Selon le Centre for Asia Private Equity Research, l’Asie est le troisième marché du capital investissement après les Etats-Unis et l’Europe. Les grands fonds internationaux comme KKR ou Carlyle ont transféré sur place des équipes entières. Pour développer son activité private equity en Asie, Credit Suisse Group a, de son côté, débauché six personnes d’un hedge fund américain.

Côté français, plusieurs sociétés sont présentes, comme AXA Private Equity Asie (370M€ sous gestion) ou Natixis Private Equity Asia (116 M€). Elles aussi recrutent, mais au compte-goutte ! Nous recherchons plutôt des candidats asiatiques avec un profil international. Mon dernier recrutement était un Chinois qui, après un cursus aux Etats-Unis, a fait l’INSEAD Fontainebleau, explique Christophe Florin, managing director d’AXA Private Equity Asie, dont l’équipe basée à Singapour est composée de huit professionnels. Quant aux quatre Français de notre équipe, juniors comme seniors, ils ont tous vécu précédemment à l’étranger .
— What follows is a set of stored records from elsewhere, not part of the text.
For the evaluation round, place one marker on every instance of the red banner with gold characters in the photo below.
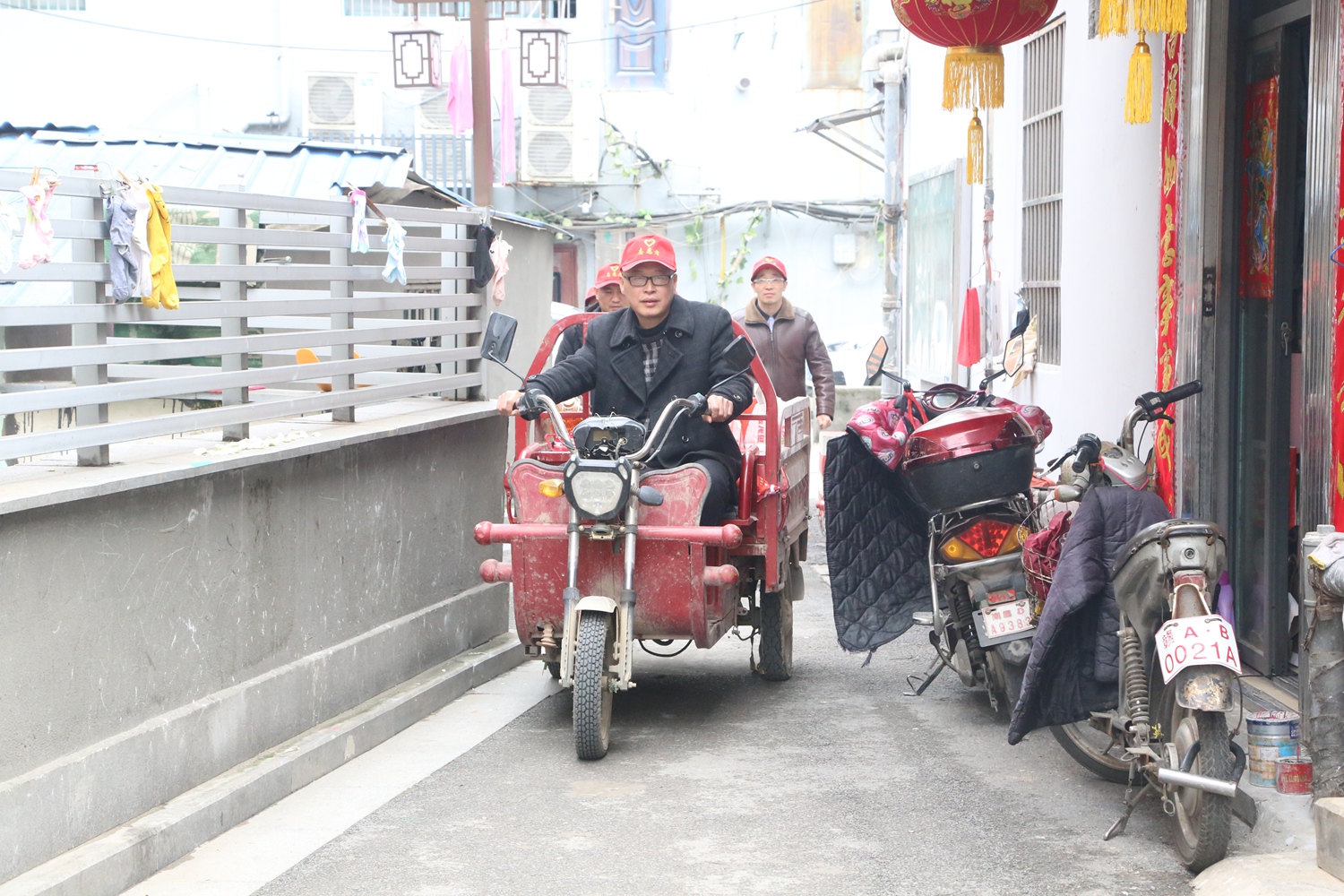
(1164, 441)
(1338, 367)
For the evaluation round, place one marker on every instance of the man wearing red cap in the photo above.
(607, 297)
(636, 360)
(788, 340)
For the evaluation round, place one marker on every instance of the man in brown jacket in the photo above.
(787, 339)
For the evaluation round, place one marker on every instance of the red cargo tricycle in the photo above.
(607, 551)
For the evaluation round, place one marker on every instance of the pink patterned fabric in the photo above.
(460, 90)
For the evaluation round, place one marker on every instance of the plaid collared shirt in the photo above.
(650, 360)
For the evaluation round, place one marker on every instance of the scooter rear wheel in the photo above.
(591, 694)
(1202, 823)
(1089, 748)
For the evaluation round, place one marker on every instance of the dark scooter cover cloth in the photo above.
(876, 547)
(1074, 665)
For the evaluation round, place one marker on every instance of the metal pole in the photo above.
(989, 316)
(895, 89)
(483, 151)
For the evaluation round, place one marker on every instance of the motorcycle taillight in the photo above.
(986, 536)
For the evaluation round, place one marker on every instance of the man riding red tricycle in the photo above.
(609, 549)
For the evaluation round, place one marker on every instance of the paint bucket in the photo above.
(1293, 775)
(1271, 735)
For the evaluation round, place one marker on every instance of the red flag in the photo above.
(968, 349)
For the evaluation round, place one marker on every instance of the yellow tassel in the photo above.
(973, 78)
(1113, 18)
(975, 150)
(1166, 16)
(1139, 93)
(1123, 16)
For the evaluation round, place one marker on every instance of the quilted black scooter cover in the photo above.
(876, 547)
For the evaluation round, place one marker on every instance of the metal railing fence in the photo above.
(374, 341)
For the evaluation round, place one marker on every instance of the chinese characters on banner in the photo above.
(1167, 285)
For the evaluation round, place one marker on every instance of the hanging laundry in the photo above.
(35, 247)
(160, 250)
(968, 347)
(358, 225)
(139, 199)
(508, 152)
(460, 90)
(121, 222)
(499, 254)
(8, 225)
(395, 242)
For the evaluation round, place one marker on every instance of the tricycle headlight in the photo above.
(597, 489)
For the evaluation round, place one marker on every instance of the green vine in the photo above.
(738, 263)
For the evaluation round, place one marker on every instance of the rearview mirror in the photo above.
(1013, 355)
(739, 354)
(876, 358)
(497, 340)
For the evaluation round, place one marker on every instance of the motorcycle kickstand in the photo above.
(940, 662)
(1118, 828)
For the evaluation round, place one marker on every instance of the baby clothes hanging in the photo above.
(139, 199)
(160, 249)
(395, 244)
(121, 222)
(8, 223)
(358, 225)
(35, 247)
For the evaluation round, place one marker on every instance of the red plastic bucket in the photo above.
(1293, 775)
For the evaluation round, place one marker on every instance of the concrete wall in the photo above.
(156, 637)
(1110, 226)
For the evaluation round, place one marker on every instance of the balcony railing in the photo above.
(281, 279)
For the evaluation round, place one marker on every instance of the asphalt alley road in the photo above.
(719, 782)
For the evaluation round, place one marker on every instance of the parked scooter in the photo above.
(970, 466)
(1177, 659)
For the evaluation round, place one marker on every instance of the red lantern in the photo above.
(973, 72)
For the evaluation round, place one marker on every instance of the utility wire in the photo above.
(5, 4)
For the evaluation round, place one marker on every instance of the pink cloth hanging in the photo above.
(460, 90)
(968, 349)
(508, 152)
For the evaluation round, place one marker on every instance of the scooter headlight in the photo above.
(599, 489)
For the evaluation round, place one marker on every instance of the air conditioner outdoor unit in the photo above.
(559, 137)
(330, 104)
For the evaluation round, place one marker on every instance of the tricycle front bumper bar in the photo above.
(715, 536)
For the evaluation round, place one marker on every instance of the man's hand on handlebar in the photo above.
(507, 403)
(720, 410)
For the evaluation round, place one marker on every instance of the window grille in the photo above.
(1042, 185)
(65, 5)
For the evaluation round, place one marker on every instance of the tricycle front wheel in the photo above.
(776, 635)
(591, 694)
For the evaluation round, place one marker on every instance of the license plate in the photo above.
(1196, 641)
(1007, 619)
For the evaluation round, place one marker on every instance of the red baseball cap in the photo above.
(607, 276)
(648, 249)
(769, 261)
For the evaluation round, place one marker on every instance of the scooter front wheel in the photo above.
(591, 694)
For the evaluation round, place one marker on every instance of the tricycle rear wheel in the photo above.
(776, 635)
(591, 694)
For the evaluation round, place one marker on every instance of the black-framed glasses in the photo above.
(640, 280)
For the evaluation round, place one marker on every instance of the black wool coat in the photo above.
(610, 366)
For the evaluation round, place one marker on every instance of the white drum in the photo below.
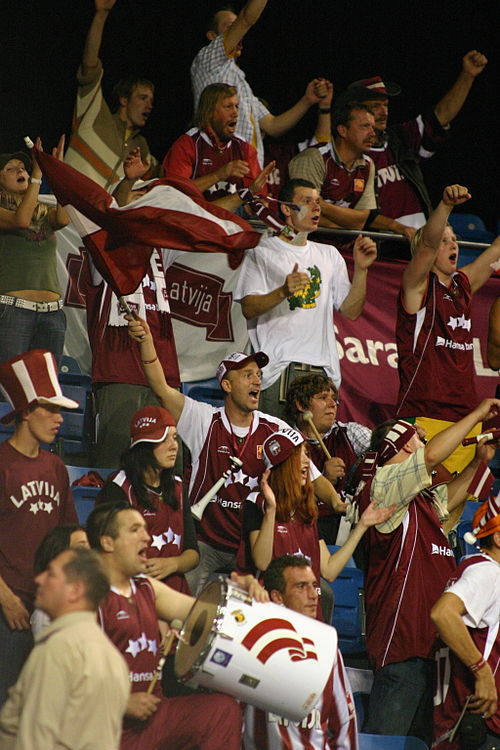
(262, 654)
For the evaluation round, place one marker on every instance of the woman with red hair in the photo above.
(281, 518)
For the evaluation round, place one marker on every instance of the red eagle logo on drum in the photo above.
(275, 634)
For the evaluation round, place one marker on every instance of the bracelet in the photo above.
(371, 217)
(477, 665)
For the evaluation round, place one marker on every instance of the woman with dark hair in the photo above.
(147, 481)
(281, 518)
(54, 542)
(31, 311)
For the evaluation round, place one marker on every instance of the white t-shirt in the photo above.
(299, 329)
(479, 589)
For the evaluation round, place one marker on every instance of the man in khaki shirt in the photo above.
(74, 687)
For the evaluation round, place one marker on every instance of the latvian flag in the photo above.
(172, 214)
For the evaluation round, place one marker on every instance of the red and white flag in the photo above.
(172, 214)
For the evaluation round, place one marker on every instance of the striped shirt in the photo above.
(213, 65)
(100, 141)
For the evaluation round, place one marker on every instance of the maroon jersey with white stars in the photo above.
(194, 155)
(34, 498)
(211, 440)
(113, 359)
(165, 524)
(436, 354)
(342, 186)
(131, 623)
(396, 195)
(407, 571)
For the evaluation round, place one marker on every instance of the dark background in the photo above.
(420, 45)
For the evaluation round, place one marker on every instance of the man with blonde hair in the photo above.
(211, 154)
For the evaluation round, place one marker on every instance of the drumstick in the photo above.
(493, 434)
(307, 415)
(175, 626)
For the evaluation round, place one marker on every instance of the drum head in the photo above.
(198, 631)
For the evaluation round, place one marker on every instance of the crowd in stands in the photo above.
(260, 488)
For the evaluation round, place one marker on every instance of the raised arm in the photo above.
(332, 565)
(446, 615)
(323, 131)
(417, 271)
(364, 253)
(276, 125)
(170, 398)
(247, 17)
(262, 540)
(57, 216)
(458, 487)
(134, 169)
(93, 40)
(450, 105)
(479, 271)
(494, 336)
(445, 442)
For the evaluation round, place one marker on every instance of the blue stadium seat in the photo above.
(5, 430)
(208, 391)
(349, 609)
(76, 433)
(84, 497)
(470, 227)
(387, 742)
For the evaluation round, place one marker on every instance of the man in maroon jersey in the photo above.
(213, 436)
(129, 616)
(344, 174)
(398, 149)
(212, 155)
(34, 496)
(409, 562)
(291, 582)
(433, 331)
(468, 666)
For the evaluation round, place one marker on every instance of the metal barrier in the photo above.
(329, 234)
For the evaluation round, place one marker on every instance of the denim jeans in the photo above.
(15, 646)
(22, 330)
(401, 700)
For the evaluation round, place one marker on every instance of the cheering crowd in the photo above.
(260, 488)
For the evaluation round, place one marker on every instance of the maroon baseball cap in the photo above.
(376, 85)
(150, 425)
(237, 360)
(280, 445)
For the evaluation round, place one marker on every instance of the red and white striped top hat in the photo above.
(31, 378)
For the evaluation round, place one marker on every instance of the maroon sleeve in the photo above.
(180, 158)
(67, 512)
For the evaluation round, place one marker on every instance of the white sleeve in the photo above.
(341, 284)
(252, 278)
(194, 424)
(476, 588)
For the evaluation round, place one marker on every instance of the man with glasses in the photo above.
(129, 616)
(288, 288)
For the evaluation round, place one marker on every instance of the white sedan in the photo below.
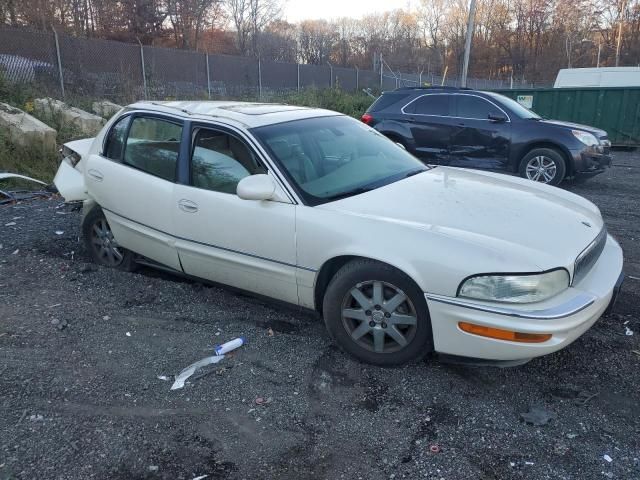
(319, 210)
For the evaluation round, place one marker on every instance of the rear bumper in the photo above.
(565, 317)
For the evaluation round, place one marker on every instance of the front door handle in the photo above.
(187, 206)
(95, 174)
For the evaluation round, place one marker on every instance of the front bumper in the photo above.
(566, 316)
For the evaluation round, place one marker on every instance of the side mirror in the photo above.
(497, 118)
(256, 187)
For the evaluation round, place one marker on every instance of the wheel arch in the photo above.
(564, 151)
(330, 267)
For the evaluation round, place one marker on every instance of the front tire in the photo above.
(377, 314)
(99, 241)
(544, 165)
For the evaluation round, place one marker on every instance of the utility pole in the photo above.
(619, 42)
(467, 43)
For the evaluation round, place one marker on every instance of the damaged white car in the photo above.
(317, 209)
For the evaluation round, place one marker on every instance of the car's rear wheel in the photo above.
(102, 245)
(377, 314)
(543, 165)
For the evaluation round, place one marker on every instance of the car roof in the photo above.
(248, 114)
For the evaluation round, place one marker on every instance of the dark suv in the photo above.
(474, 129)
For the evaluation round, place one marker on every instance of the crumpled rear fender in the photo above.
(69, 179)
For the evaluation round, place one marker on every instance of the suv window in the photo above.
(152, 146)
(430, 105)
(219, 161)
(114, 144)
(475, 107)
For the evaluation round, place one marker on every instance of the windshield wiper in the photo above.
(349, 193)
(415, 172)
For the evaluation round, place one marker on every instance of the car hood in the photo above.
(543, 227)
(599, 133)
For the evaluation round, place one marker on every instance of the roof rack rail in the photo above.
(434, 87)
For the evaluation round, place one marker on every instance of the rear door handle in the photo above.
(95, 174)
(187, 206)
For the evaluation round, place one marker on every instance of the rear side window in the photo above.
(114, 145)
(386, 100)
(219, 161)
(476, 108)
(430, 105)
(152, 146)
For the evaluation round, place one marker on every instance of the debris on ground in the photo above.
(537, 416)
(191, 369)
(14, 196)
(584, 397)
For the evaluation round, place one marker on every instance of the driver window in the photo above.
(219, 161)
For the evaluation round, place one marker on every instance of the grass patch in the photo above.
(352, 104)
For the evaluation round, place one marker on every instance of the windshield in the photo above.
(328, 158)
(514, 106)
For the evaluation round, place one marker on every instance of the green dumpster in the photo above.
(615, 110)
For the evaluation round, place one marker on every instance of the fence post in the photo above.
(259, 80)
(60, 74)
(208, 76)
(144, 73)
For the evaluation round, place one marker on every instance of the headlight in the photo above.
(585, 137)
(515, 288)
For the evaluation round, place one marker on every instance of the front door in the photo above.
(431, 125)
(243, 243)
(132, 179)
(482, 134)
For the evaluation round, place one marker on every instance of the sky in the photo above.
(296, 10)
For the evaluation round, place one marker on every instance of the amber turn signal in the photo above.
(500, 334)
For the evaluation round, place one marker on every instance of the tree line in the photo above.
(528, 40)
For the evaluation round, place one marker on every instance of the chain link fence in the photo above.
(61, 66)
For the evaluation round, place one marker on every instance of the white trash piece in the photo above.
(191, 369)
(229, 346)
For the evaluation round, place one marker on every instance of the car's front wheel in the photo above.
(102, 245)
(543, 165)
(378, 314)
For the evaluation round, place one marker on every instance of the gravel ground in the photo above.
(81, 349)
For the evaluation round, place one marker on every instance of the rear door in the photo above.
(431, 126)
(481, 137)
(223, 238)
(133, 178)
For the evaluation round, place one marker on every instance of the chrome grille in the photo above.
(589, 256)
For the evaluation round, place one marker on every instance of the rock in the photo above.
(105, 108)
(85, 122)
(26, 131)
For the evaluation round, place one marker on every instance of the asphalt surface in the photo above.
(81, 349)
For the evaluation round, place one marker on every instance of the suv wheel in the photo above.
(543, 165)
(377, 314)
(99, 241)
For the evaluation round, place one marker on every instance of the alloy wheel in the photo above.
(105, 245)
(379, 317)
(541, 169)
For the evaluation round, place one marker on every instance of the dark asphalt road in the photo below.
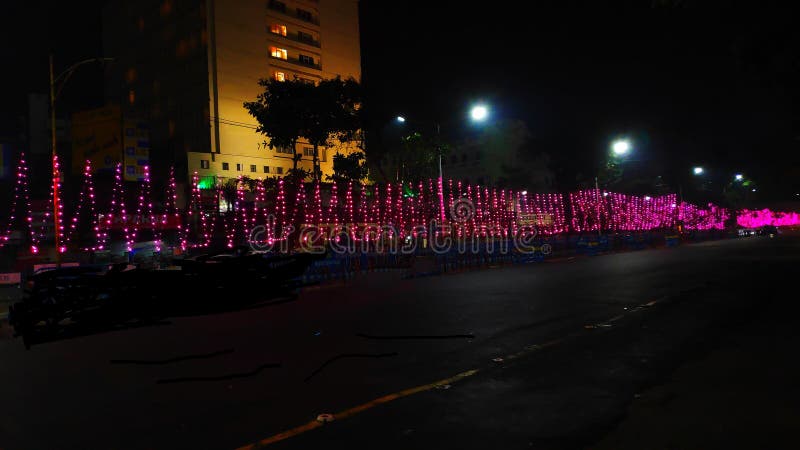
(587, 334)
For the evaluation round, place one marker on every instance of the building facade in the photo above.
(190, 65)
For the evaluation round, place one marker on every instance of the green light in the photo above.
(206, 183)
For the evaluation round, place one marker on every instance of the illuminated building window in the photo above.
(278, 29)
(305, 59)
(302, 14)
(305, 37)
(279, 53)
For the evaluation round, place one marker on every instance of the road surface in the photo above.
(546, 355)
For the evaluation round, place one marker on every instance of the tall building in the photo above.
(187, 66)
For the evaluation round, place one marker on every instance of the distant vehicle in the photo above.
(768, 230)
(744, 232)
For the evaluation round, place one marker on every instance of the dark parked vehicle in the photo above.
(768, 230)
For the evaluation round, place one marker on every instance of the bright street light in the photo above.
(621, 147)
(479, 113)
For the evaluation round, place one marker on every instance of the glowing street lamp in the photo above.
(479, 113)
(621, 147)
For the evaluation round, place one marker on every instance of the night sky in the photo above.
(716, 86)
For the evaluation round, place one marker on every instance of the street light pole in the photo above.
(597, 191)
(441, 179)
(54, 156)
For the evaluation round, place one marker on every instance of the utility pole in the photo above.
(441, 179)
(599, 225)
(56, 175)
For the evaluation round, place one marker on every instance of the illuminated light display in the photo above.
(406, 207)
(55, 194)
(171, 210)
(21, 195)
(758, 218)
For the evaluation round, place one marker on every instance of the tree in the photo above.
(417, 157)
(331, 111)
(349, 168)
(280, 113)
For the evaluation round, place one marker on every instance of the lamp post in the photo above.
(478, 113)
(63, 77)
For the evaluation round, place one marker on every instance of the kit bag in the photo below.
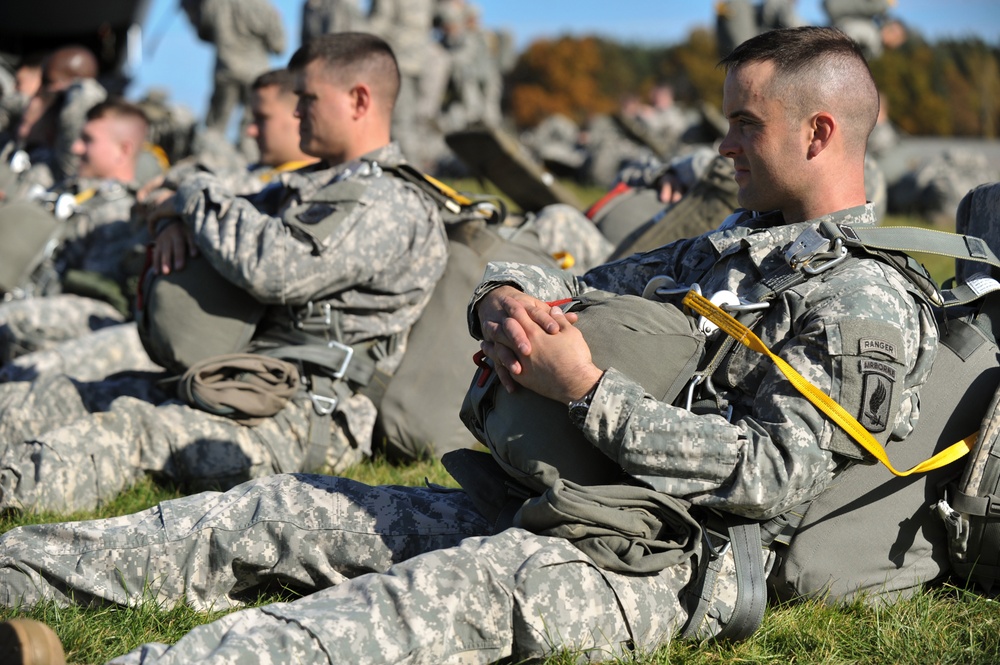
(28, 235)
(418, 414)
(532, 438)
(712, 199)
(193, 314)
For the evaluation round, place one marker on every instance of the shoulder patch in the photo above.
(315, 213)
(877, 381)
(869, 345)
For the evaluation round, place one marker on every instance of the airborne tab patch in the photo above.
(877, 384)
(315, 213)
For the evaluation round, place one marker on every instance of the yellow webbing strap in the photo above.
(85, 196)
(266, 176)
(448, 191)
(821, 400)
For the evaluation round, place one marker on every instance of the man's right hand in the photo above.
(503, 315)
(172, 247)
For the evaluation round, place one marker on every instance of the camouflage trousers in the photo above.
(68, 445)
(89, 357)
(401, 574)
(39, 323)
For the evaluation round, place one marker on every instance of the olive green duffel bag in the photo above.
(194, 314)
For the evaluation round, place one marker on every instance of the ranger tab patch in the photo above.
(315, 213)
(878, 345)
(877, 384)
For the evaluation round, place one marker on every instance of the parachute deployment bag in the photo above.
(417, 416)
(28, 234)
(532, 437)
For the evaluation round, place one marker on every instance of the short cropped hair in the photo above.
(283, 79)
(816, 68)
(352, 57)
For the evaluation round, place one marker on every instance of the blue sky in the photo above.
(183, 65)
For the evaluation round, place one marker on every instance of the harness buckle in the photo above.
(812, 253)
(323, 405)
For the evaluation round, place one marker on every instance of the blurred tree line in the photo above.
(948, 88)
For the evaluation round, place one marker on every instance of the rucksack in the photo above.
(970, 506)
(531, 436)
(29, 234)
(418, 415)
(712, 198)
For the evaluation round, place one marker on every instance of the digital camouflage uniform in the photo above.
(74, 102)
(352, 244)
(568, 234)
(860, 20)
(245, 33)
(514, 593)
(98, 237)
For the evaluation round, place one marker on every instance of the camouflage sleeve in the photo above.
(869, 347)
(391, 226)
(544, 283)
(271, 27)
(626, 276)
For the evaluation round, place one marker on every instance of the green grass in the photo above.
(941, 625)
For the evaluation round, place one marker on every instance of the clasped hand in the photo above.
(535, 345)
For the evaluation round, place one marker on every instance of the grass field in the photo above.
(945, 624)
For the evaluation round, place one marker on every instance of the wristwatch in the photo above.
(579, 408)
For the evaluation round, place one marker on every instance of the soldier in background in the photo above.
(738, 20)
(867, 22)
(18, 90)
(353, 253)
(321, 17)
(71, 74)
(245, 33)
(407, 26)
(476, 81)
(90, 264)
(117, 348)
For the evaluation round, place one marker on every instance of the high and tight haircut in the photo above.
(283, 79)
(816, 65)
(354, 56)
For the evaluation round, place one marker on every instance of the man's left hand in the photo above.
(559, 366)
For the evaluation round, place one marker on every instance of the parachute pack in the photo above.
(195, 314)
(950, 461)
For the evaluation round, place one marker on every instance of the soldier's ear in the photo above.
(822, 127)
(362, 98)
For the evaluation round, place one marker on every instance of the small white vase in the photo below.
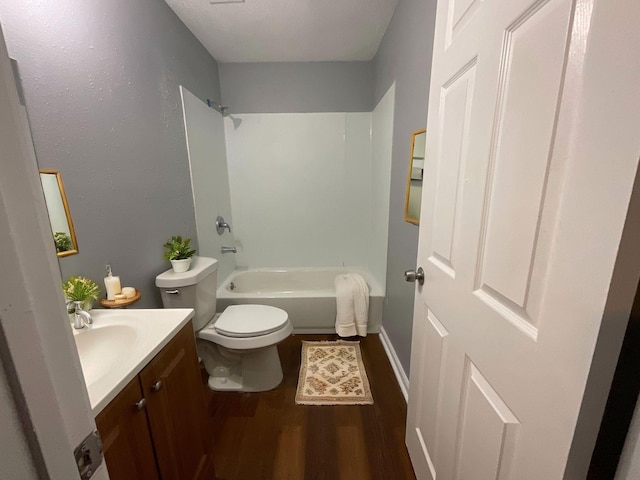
(182, 265)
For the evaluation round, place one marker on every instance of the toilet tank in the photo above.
(195, 288)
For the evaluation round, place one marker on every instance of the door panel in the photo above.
(505, 326)
(519, 157)
(455, 108)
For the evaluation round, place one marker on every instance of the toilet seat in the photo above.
(242, 321)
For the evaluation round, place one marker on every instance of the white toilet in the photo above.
(238, 346)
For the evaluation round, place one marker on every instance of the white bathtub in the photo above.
(308, 295)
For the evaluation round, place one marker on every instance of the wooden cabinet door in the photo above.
(126, 441)
(176, 410)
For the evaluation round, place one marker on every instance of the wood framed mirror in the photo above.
(413, 196)
(64, 235)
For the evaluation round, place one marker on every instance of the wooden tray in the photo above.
(120, 303)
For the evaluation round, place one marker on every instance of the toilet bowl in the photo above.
(238, 347)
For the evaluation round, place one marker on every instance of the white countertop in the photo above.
(120, 343)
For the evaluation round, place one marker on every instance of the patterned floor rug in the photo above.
(332, 373)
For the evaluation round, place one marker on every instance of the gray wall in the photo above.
(101, 81)
(297, 87)
(404, 57)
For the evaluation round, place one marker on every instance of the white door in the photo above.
(530, 163)
(45, 411)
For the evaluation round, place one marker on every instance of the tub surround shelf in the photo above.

Recrutement de hauts potentiels

Peu de gens ont l’expérience d’une double-culture si bien que les candidats idéals sont rares, poursuit Christophe Florin. Pour ceux qui sont déjà sur place avec un track record de très bonne qualité, leur rémunération peut être supérieure à ce qui se pratique en Europe ou aux Etats-Unis .

Des recrutements de hauts potentiels ont parfois lieu comme l’atteste l’embauche récente de Philippe Donnet, ex-patron de la filiale Japon-Asie-Pacifique d’AXA, par Wendel Investissement afin de créer sa filiale Asie-Pacifique.

D’autres prennent l’initiative d’y aller eux-mêmes, comme Isabelle Bouillot, ex-présidente du directoire de CDC Ixis, qui a récemment lancé China Equity Links, le premier fonds français de private equity exclusivement dédié à des investissements en Chine .

commentaires (1)

Comments
  1. A mon sens, ce type de stratégie relève d’une incompréhension totale de ce qui fait le private equity : débaucher une équipe de hedge fund pour faire du private equity “en Asie” n’a pas de sens, tout comme le discours concernant la couverture de “l’Asie” comme une région.

    Sauf à considérer qu’il puisse y avoir des mega BO pan-asiatiques (ce qui reste à démontrer), ce qu’a prouvé l’Europe c’est justement la nécessité d’avoir des équipes locales, par pays. Or, quel pays aujourd’hui peut justifier la constitution et le maintien d’une équipe nationale – hors Japon ? Peut-être la Corée du Sud, mais le BO (qui reste malgré tout l’essentiel des investissements en PE en volume) est en volume notoirement insuffisant pour justifier des équipes nationales.

    Quant à l’inflation des salaires des spécialistes avec un track record local, elle reflète deux choses :

    1. l’incapacité des commanditaires à créer leurs propres équipes et à investir dans le développement à long terme de ces dernières

    2. une profonde incompréhension des marchés nationaux asiatiques (d’où l’idée de coller des “asiatiques” dans les équipes, indépendamment de leur savoir-faire).

    Qui a dit qu’il fallait recruter nécessairement des Américains pour faire du private equity aux Etats-Unis et des “Européens” pour “l’Europe” ? Les équipes devraient être construites sur leurs aptitudes à créer de la valeur, ce qui implique des points de vues différents, diversifiés et professionnels.

    Finalement, ceci n’est ni plus ni moins que l’aveu d’un rush vers une région perçue comme un el dorado… Qui reste à prouver.

    Nous verrons qui restera après le passage d’un orage sur les marchés asiatiques et ceux qui feront l’effort d’investir dans des équipes à long terme.